As one would expect with a game with a significant learning curve, DCS A-10C Warthog comes packaged with training missions. In a great step forward from DCS: Black Shark, DCS A-10C Warthog offers interactive training missions with professional voice-overs and cockpit control highlights to help fledgling pilots learn their way around the single seat fighter. The missions cover “just” introductory material, but if you complete each of them, you’ll be able to takeoff, execute simple attacks, land, and will have the basic foundation of knowledge to continue learning more advanced techniques.
In addition to the all the effort spent on the training missions, the tooltips in DCS A-10C Warthog are context sensitive and quite helpful. Not sure what a button or switch does? Leave your mouse over it and, more often than not, a detailed explanation will pop up. Even the buttons on the MFCD have a specific tooltip for each one, depending on what’s going on the MFCD page at that point in time. Really impressive, especially if you think about the effort that went into making these tooltips.
DCS: A-10C Warthog – Training
The included training missions won’t prepare a pilot to be fully operational, however. Even the most talented and experienced combat flight simulation pilots will experience a learning curve with the new Hog so don’t be discouraged if it takes you a few missions to get the hang of what might seem like basic skills.
Still looking for more information? Check out SimHQ’s Warthog Reference subsite here for links, documents, and helpful articles on how to fly and fight in the A-10 Warthog.
Figuring out which switch does what is hard enough to do when you’re not hurtling 200+ knots toward a bunch of bad guys. Pressing the pause key helps collect your thoughts, but you still have a bunch of switching to do. Eagle Dynamics has introduced the “Active Pause” feature that freezes your aircraft’s position in space, letting you take your sweet time to get all your buttons in a row. The downside is that only your plane gets frozen. The enemy that you’re trying to target is free to move — or shoot at you! — while you’re heads down in the cockpit.
Single Player Missions
Just as in the previous DCS installment, players can chose to be thrown automatically into a canned combat scenario and run in, guns blazing. Instead of a single scenario, however, DCS: A-10C Warthog offers five different scenarios of three different difficulty levels. Each mission is very similar to the others starting you off in the air loaded with a good variety of weapons. Targets start out easy (unarmed stationary supply trucks) and escalate up in difficulty, including an AAA-defended bridge and beyond. A pleasant and easy to understand voice walks you through each target set, giving you an on-the-fly heads up of what to expect next. The repeatability of the missions makes them a great resource for combat practice outside the training missions.
Create Fast Mission
The Create Fast Mission menu item links to the Mission Generator feature, an unexpected and quite welcome surprise that puts you smack dab in the middle of a randomly generated battle scenario.
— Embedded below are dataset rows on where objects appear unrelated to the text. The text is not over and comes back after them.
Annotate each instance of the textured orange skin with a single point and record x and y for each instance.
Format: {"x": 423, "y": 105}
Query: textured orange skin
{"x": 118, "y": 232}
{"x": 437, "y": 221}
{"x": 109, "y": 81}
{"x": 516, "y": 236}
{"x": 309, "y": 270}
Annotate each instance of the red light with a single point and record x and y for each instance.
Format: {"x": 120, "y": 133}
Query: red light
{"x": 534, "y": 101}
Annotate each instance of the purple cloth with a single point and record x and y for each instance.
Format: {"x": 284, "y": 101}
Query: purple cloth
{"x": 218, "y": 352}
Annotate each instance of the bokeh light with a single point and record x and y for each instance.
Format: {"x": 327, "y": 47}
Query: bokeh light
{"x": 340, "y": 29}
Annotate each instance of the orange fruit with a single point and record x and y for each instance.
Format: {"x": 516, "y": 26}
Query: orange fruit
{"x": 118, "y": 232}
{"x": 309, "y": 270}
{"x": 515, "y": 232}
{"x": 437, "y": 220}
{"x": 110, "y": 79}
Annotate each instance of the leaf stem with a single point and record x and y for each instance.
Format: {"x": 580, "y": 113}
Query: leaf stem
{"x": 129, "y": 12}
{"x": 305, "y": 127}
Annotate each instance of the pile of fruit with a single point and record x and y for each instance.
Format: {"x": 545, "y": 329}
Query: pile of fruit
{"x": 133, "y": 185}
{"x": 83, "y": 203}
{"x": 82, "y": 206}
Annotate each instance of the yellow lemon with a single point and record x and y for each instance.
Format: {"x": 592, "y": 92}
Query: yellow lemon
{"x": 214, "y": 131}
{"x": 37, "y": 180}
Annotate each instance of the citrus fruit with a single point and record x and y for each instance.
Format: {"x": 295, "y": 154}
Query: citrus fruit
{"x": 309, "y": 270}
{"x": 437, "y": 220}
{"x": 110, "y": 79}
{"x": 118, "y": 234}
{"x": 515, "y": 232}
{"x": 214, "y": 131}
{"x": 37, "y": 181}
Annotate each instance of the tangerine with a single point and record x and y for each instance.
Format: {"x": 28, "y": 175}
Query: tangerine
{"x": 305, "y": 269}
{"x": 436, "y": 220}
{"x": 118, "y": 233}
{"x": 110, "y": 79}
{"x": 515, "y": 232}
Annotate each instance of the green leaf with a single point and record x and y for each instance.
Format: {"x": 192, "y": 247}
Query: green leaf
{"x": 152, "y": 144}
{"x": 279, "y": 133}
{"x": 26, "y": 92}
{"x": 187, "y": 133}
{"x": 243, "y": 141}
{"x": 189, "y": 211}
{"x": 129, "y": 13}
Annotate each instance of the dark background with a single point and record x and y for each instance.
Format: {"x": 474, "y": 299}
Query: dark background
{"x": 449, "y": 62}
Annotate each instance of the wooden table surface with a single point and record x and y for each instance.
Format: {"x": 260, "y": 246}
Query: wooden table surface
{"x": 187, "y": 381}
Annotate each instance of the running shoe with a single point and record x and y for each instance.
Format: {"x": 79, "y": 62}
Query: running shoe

Although Eagle Dynamics never hid the fact they were including this handy dandy item in the DCS: A-10C Warthog package, the usefulness and agility of the Mission Generator is mind-blowing. The simple-to-use interface makes it easy — and fast! — to create a customized battlefield scenario complete with attack aircraft, fighters, attack vehicles, and even JTACs to help guide you through the mess. All it takes is a couple of clicks of the mouse and you’re flying in a unique combat scenario.
Even the best designed mission files can become predictable after a few plays (AAA over that hill, MANPADs in that village over there, yawn, etc.) but the Mission Generator cooks up a fresh war each and every time. This hidden gem will help novices hop into new and exciting ground battles without having to monkey around with the Mission Editor while advanced pilots can tune the generator’s features to create a battlefield experience suited to their tastes.
Just as in DCS: Black Shark, there are several campaign mission series included in the delivered package: Devil’s Cross, Georgian Hammer, and The Shore. The missions are well designed (read the briefings!) and fun and challenging to fly, but campaigns are still single missions that are somehow linked to each other. DCS: A-10C Warthog includes a complex new campaign builder where a mission designer can link missions in phases based on player performance (a little more on this later), but, like many Falcon 4.0 fans, I still pine for the days of a battlefield-wide campaign where each sortie takes place in the same dynamic world. That said, having experienced the campaigns, I tip my hat to the mission designers for coming up with detailed and outright fun missions that follow a believable storyline.
DCS: A-10C Warthog – Campaign
DCS: A-10C Warthog includes a campaign builder tool that enables mission builders to string together related missions to help tell a cohesive story. Builders assign point values to certain objectives in their mission. Once a player has completed a mission, the next mission is determined by their score in the previous mission. Missions can flow back and forth in the story line depending on the players performance and adept builders can create very interesting mission sequences.
Any mission is automatically recorded as a track file (.trk) that can be saved for later playback. You can share the file with friends to flaunt your mad tank-busting skills. Playback is similar to previous Eagle products: starts at beginning of the mission and only plays forward, although you can use the time compression shortcuts to speed it up. I’ve experienced some instability in some of my longer more complicated tracks (playback action is different than when I recorded it), but in general the playback function works just like on DCS: Black Shark and Flaming Cliffs 2.
As one would expect, multiplayer on DCS: A-10C Warthog is the ultimate experience. In one mission there were three of us tag-teaming groups of BTRs, BDRMs, and T-72s all while dodging SA-11s and streams of bullets from angry ZSU-23-4s. Like most air combat flight sims, a third party voice communication system, like TeamSpeak or Ventrillio is required to have decent tactical conversations as the text chat feature simply doesn’t cut it during the intense heat of close combat. Voice comms also gives you the chance to try out all the new brevity codes you will be learning: “Mudspike, 3’oclock!”, “One is rolling off hot”, “Rifle!”, “Three is Winchester”.
A big disappointment in the multiplayer experience was that the datalink functionality was not all there. Although online players can see each other’s position on the Tactical Awareness Display (TAD) after setting ownership and group ID’s correctly, they are still unable to broadcast sensor points of interest (SPIs) or send specific datalink messages to each other. This significant component of multiplayer play will be sorely missed and you can bet there will be a bunch of folks reading the Eagle Dynamics forums closely to see how soon this critical function will be fixed in a patch.